Las cámaras de vigilancia pueden servir como prueba válida en un juicio para que la empresa justifique el despido disciplinario de un trabajador/a, sin vulnerar el derecho a la protección de datos, ni al derecho de la intimidad del mismo, siempre que el empleado/a afectado conozca de su existencia y  ubicación, aún cuando el contenido de las grabaciones tenga por finalidad, en principio, el control de la actividad.

La reciente sentencia del Tribunal Supremo 77/2017 de 31 de enero de 2017 en unificación de doctrina, declara válidas como pruebas en un proceso de despido disciplinario las grabaciones aportadas por la empresa de las cámaras de video-vigilancia instaladas en el lugar de trabajo para el control de la actividad. La resolución destaca que, en este caso concreto, en el que un dependiente fue despedido por la manipulación de tickets y el supuesto hurto de diferentes cantidades en diversas ocasiones, las imágenes se obtuvieron de una cámara que enfocaba la caja registradora o Terminal Punto de Venta (TPV), y de cuya ubicación era consciente el empleado.

No es la primera vez que este controvertido asunto es analizado por nuestros más altos Tribunales de Justicia. Ya el Tribunal Constitucional, en la Sentencia39/2016, de 3 de marzo de 2016, aclaraba su doctrina en relación con el uso de las cámaras de vigilancia de la empresa, especialmente en cuanto a si es suficiente que la empresa informe con carácter general de su existencia o si solo es válido el uso de las grabaciones de las mismas en caso de que exista una información específica, ya que hasta entonces la jurisprudencia establecía que para que dicha prueba fuera válida en juicio, el empresario tenía que avisar a los trabajadores no sólo de su instalación, sino también de su función de control de la actividad laboral.

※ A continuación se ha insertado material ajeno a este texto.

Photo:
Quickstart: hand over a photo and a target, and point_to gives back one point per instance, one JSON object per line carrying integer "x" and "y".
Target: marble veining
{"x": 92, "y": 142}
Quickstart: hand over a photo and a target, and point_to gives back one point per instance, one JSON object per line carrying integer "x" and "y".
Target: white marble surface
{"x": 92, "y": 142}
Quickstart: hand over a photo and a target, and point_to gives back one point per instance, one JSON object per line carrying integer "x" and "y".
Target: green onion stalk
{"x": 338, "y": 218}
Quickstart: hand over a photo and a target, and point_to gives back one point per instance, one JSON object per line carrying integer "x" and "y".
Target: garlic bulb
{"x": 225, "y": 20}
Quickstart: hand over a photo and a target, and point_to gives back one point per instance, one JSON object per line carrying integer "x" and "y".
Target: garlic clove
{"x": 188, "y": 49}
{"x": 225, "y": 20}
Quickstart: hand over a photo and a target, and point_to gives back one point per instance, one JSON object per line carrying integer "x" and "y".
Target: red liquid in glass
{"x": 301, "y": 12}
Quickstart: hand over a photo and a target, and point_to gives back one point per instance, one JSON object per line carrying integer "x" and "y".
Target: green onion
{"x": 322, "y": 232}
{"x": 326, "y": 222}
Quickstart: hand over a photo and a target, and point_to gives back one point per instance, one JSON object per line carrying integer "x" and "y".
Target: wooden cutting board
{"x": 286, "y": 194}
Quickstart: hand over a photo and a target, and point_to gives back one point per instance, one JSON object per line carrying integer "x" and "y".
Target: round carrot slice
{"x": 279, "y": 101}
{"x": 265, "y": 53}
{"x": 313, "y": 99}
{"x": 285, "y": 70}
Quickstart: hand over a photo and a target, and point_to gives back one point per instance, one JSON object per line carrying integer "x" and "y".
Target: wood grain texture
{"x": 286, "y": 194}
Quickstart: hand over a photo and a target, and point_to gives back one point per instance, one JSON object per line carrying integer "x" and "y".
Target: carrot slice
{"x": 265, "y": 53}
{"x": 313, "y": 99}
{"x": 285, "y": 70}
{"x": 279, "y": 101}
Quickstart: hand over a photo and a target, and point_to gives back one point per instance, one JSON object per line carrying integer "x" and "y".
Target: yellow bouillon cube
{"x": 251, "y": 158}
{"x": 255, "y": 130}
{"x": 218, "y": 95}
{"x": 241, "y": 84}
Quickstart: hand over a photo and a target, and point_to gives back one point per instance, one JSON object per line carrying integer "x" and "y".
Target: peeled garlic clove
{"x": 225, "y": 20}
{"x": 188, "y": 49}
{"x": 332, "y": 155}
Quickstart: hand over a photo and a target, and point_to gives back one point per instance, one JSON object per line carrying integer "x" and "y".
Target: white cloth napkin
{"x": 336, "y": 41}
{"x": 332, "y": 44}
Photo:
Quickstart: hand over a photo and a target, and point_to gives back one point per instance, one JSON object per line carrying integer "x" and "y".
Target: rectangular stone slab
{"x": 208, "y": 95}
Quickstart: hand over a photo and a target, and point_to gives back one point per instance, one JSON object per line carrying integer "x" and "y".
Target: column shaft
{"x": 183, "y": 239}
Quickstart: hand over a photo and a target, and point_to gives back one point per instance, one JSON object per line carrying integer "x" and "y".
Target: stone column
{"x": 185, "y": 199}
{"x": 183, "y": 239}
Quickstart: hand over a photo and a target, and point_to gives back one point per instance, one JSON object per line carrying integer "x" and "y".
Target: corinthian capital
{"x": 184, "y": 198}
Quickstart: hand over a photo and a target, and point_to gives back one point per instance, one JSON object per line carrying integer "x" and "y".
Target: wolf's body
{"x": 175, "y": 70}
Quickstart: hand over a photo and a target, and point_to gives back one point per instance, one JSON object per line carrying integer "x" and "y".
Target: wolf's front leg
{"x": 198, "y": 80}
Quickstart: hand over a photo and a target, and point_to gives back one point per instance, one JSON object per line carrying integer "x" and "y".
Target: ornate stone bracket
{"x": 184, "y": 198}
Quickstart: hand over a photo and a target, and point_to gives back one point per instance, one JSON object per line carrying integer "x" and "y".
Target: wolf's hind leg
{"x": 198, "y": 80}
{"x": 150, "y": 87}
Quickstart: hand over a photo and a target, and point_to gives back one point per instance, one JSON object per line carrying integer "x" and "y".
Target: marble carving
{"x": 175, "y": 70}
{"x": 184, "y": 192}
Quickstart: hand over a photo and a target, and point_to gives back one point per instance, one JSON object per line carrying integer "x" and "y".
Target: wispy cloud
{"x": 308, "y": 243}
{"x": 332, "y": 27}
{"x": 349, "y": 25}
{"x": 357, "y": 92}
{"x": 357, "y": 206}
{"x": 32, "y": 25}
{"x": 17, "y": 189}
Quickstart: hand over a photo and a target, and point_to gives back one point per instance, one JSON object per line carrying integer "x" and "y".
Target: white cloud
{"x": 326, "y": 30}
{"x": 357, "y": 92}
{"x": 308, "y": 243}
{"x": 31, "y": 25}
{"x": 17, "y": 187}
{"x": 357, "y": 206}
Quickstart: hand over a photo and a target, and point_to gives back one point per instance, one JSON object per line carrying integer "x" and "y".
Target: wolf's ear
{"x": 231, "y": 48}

Pues bien, en cuanto al alcance de esta información, la sentencia dictamina que bastaría un distintivo genérico en el establecimiento de la existencia de videocámaras, sin que sea necesaria una información más concreta al trabajador sobre qué se pretende grabar y el fin para el que se realiza la grabación.

En el mismo sentido, y basándose en la sentencia referida del Tribunal Constitucional, se pronuncia ahora la sentencia de unificación de doctrina de 31 de enero de 2017 del Tribunal Supremo, dando validez a esta prueba en un caso en el que un centro de trabajo contaba con cámaras de video-vigilancia por razones de seguridad, siendo consciente el trabajador de su existencia pero no el destino que puede darse a las imágenes, ni que aquéllas pudieran ser utilizadas en su contra con finalidad disciplinaria.

Entiende nuestro alto tribunal en este caso que la instalación de las cámaras era una medida justificada por razones de seguridad (control de actos ilícitos y rápida detección de siniestros), idónea para el logro de ese fin, necesaria y proporcionada al fin perseguido. La sentencia recuerda, por tanto, que cuando hay una relación laboral entre las partes no es preciso el consentimiento individual de los trabajadores, ni del colectivo, ya que al avisar de la existencia de unas cámaras no se viola el derecho a la protección de datos.

Con base en esta doctrina, es previsible que los Juzgados de lo social puedan continuar juzgando el despido, teniendo en consideración este tipo de grabaciones como medios de prueba válidos a tales efectos.